How to Fit Reading Into Your Schedule

My reading list Some people identify me as a reader. Fifty books a year sounds way beyond them. Even ten books a year can seem unattainable.

Lifehacker’s How to Fit Reading Into Your Schedule and Actually Finish the Books You Want to Read is an okay start. Its suggestions:

    1. Schedule a Daily Reading Time
    2. Organize or Join a Book Club with Deadline
    3. Set Up a Special Reading Area with No Distractions
    4. Know When to GIve Up On Books You Hate and Find Books You Love

My daily reading times are at meals and before going to bed. A friend organized a monthly book club. My home is my castle. I have a post, Cull and Surrender, on giving up on bad books.

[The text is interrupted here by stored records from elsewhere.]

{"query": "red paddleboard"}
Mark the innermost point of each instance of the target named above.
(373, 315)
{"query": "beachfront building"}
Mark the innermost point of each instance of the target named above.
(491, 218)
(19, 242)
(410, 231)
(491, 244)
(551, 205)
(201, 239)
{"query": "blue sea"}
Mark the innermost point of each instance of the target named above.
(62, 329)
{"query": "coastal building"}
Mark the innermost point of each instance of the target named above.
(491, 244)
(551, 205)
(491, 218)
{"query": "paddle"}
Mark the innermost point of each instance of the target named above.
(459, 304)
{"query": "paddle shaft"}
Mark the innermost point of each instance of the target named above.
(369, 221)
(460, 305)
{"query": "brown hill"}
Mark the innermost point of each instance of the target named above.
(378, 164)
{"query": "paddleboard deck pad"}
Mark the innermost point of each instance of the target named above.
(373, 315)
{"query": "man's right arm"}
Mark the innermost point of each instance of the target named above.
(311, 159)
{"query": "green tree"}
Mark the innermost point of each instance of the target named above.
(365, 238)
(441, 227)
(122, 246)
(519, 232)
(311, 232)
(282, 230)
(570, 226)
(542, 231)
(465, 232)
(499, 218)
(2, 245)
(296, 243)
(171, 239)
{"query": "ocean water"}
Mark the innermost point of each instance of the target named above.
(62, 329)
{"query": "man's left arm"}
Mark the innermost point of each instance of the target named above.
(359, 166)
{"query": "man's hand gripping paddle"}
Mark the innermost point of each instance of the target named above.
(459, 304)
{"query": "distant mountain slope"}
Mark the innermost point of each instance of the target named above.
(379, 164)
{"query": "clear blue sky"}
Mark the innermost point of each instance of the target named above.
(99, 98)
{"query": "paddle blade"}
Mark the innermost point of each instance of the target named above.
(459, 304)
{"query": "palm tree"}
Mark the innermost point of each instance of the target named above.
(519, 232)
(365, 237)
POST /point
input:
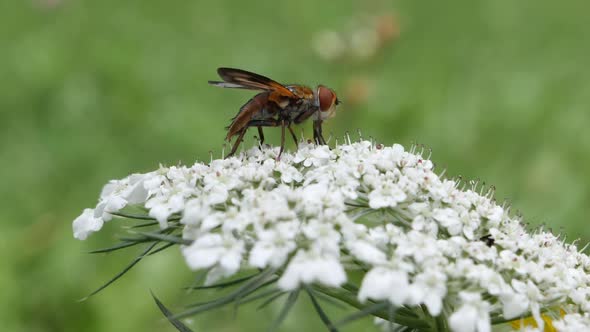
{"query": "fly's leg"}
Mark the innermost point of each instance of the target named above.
(261, 135)
(317, 133)
(237, 143)
(294, 137)
(282, 139)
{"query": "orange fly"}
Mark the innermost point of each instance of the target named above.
(277, 105)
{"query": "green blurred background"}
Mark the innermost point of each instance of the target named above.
(95, 90)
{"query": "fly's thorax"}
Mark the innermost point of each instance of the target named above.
(326, 101)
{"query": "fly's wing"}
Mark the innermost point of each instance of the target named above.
(241, 79)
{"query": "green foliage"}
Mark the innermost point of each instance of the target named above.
(96, 90)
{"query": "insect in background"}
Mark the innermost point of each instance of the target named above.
(277, 105)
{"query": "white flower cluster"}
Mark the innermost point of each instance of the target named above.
(420, 238)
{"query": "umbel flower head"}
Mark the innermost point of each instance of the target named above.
(429, 253)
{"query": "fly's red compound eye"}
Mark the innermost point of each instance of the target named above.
(326, 98)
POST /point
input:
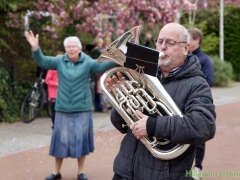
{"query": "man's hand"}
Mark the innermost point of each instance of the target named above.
(33, 40)
(139, 128)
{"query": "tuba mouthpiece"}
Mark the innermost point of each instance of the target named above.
(161, 54)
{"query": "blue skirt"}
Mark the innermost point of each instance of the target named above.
(72, 135)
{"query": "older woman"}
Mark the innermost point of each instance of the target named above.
(73, 129)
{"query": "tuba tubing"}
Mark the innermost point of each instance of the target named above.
(154, 83)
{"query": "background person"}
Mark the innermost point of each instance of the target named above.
(73, 127)
(52, 83)
(181, 76)
(207, 68)
(95, 53)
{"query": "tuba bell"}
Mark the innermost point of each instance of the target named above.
(141, 92)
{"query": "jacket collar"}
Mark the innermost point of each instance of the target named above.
(81, 57)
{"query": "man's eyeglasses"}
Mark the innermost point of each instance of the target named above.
(168, 42)
(71, 47)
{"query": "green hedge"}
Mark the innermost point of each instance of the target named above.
(223, 72)
(11, 95)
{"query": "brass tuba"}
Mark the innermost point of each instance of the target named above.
(141, 92)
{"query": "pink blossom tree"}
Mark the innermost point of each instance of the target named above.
(86, 15)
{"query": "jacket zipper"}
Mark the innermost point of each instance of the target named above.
(134, 158)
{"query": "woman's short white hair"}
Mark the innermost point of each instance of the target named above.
(74, 39)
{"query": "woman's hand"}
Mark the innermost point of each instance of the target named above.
(33, 40)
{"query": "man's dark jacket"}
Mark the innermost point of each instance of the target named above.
(192, 94)
(206, 65)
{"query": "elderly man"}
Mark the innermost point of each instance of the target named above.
(180, 74)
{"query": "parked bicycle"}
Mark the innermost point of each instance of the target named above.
(35, 100)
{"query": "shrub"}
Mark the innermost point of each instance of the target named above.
(11, 95)
(223, 72)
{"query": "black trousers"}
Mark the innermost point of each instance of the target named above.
(117, 177)
(199, 156)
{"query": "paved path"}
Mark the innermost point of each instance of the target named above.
(24, 147)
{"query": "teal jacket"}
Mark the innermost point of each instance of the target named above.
(74, 93)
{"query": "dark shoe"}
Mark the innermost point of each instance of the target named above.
(82, 176)
(53, 176)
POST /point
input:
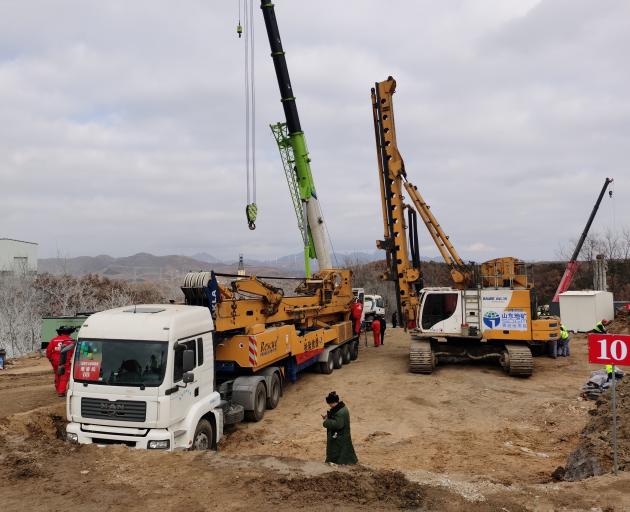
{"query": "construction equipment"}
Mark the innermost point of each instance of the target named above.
(178, 374)
(295, 157)
(490, 312)
(169, 377)
(574, 264)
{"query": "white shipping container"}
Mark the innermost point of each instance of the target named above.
(582, 310)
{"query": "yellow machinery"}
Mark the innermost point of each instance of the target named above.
(490, 313)
(256, 325)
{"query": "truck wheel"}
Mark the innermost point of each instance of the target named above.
(260, 403)
(345, 354)
(202, 439)
(274, 392)
(354, 350)
(327, 366)
(337, 358)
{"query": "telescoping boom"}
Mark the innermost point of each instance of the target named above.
(295, 156)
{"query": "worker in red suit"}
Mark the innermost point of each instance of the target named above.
(53, 353)
(376, 331)
(356, 311)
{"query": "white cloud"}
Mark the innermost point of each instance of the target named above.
(123, 122)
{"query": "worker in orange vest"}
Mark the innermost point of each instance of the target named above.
(53, 353)
(376, 331)
(356, 311)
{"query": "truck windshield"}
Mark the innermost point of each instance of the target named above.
(120, 363)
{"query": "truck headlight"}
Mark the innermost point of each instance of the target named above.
(159, 445)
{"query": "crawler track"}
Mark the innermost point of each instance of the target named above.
(421, 359)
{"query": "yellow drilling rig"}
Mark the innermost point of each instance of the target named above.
(489, 313)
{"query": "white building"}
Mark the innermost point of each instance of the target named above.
(16, 255)
(580, 311)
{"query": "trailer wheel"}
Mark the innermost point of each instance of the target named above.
(354, 350)
(326, 367)
(274, 392)
(202, 440)
(260, 404)
(345, 354)
(337, 358)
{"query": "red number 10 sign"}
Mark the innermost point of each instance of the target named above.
(609, 349)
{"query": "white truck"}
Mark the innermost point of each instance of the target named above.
(146, 376)
(373, 305)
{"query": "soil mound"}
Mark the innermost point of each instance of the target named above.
(29, 440)
(593, 455)
(371, 487)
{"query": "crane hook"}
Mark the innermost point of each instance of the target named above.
(251, 211)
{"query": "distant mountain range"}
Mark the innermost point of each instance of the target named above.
(148, 267)
(144, 267)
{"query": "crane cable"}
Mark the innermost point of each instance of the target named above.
(251, 210)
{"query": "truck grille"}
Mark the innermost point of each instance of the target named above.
(117, 410)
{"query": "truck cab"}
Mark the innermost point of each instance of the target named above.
(144, 376)
(373, 306)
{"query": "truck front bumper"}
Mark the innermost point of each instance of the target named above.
(144, 439)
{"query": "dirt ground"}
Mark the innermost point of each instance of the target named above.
(466, 438)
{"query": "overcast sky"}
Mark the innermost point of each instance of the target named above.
(122, 122)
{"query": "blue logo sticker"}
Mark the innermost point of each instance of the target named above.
(491, 319)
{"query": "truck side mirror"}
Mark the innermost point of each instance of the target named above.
(188, 360)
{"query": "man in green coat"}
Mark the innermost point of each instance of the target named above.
(339, 449)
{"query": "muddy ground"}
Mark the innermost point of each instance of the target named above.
(466, 438)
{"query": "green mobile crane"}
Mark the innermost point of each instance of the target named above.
(295, 157)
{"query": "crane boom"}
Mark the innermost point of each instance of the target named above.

My additional suggestions:

    1. Always have a book. I have a book everywhere I am likely to have free time such as on my bed, in my living room, and in my car. Probably most helpful is having the Kindle app on my phone. My phone is a device I am likely to have everywhere I go, so I no longer have an excuse about not having a book with me.
    2. Find your space. I can read easier in a moderately busy restaurant or with the TV in the background than I can in a totally quiet room. Identify whatever the environment that works for you and find ways to spend time there.
    3. Set specific goals. More is pretty nebulous and not inspiring. One book this month is specific, in a short time period, and probably doable.
    4. Small chunks are better than a whole book in a sitting. People who study reading retention say smaller sessions work better than sitting through a long session. Best practices for teaching is to break lessons up into small chunks. I usually set an expectation for myself in any particular setting for how much I want to accomplish. So, if I am eating lunch alone, then I will take a book and decide I want to finish 20 pages in that half hour. I might decide I want to stay for an hour and finish a chapter or two.
    5. Make reading a priority. Athletes, musicians, and any expert gets good by spending thousands of hours training. Even when they have small amounts of time, they use it doing something to progress. Reading more works the same way. Any free time, even a few minutes, can help make progress.
    6. Track goals. Knowing that I am behind in fulfilling a goal helps me find more time anywhere I can. For a yearly goal, I check my progress quarterly. Because I start the blog post about it a month ahead, I see how far behind I am and double the amount I read to get ahead. I use Goodreads for tracking, but I also post to this site under Reading.
    7. Talk about the books. Books are a valuable ice breaker. As people associated me with reading lots of books, they develop expectations that I finish them about once a week. I have found myself devoting a few extra hours to finish a book just so I can have a new one started before I see them.
    8. The habit is what is important. Every kind of book has benefits. Fiction improves empathy. Non-fiction improves understanding of the world.
    9. Leverage curated lists to reduce decision fatigue. My best lead on books is seeing a friend rate it highly on Goodreads. I also find them through crowdsourced best lists or various web sites who recommend them. Goodreads has a list tool where users vote on books.